Tapbots, the developer behind the Tweebot Twitter client for iOS, faced a dash of the familiar abuse from (ironically) followers on Twitter when, as per, they released a new version of Tweetbot as a paid, $4.99 upgrade. This year, however, the process of removing the old Tweetbot 3 from sale (in order to direct sales towards Tweetbot 4) came with a surprise: besides disappearing from the App Store, Tweetbot 3 also disappeared from customers’ Purchase Histories.
Here, you can of course re-download applications you’ve originally purchased. But, as TouchArcade explains, for iOS applications which have been removed from the sale on the App Store, it seems a banishment from the Purchase History pane is also in place:
It turns out that recently the App Store has a new bug, or "feature," depending on how you look at it. Tapbots discovered that when they removed Tweetbot 3 from sale, to drive purchases to the new Tweetbot 4, it also was unintentionally nuked from everyone’s purchase histories.

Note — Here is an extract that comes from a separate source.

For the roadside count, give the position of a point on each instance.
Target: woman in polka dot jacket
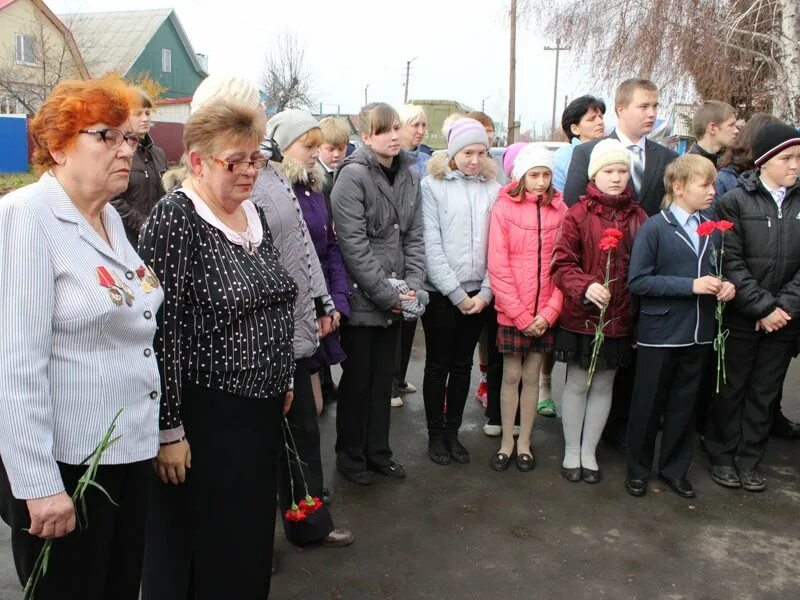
(225, 352)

Interesting. Well, far be it from Tapbots to leave Tweetbot 3 out of its customers’ Purchase History tabs. Because the developer soon figured out a workaround, and brought Tweetbot 3 back.
As TouchArcade notes, it seems that an iOS app needs to be on sale on the App Store somewhere in the world for it to appear in the application’s Purchase History tab. If it’s on sale, it’s live to re-download from this interface; if it’s off sale, then the app in question will disappear from the Purchase History pane (which spells sad faces for users of the software). TouchArcade continues:
The solution to this problem comes from keeping Tweetbot 3 up for sale somewhere, which miraculously re-enabled anyone who had bought it before to download it. The region they chose was the landlocked, French speaking, west African nation of Burkina Faso. The Burkinabé are the only people on the planet lucky enough to have the choice between buying Tweetbot 3 and Tweetbot 4.
The move, of course, has brought Tweetbot 3 back to the Purchase History tab, resulting in smiles the whole world over.
Of course, this is an issue for Apple to approach and adjust, rather than individual developers like Tapbots. In fact, as both Paul Haddad (of Tapbots) and TouchArcade note, the problem is too big for developers to deal with themselves. Moreover, larger developer-publishers could see issues with licensing prevent them from taking the route Tapbots has.
Let’s hope Apple solves the problem pronto. We’ll keep you posted with further information as we receive it.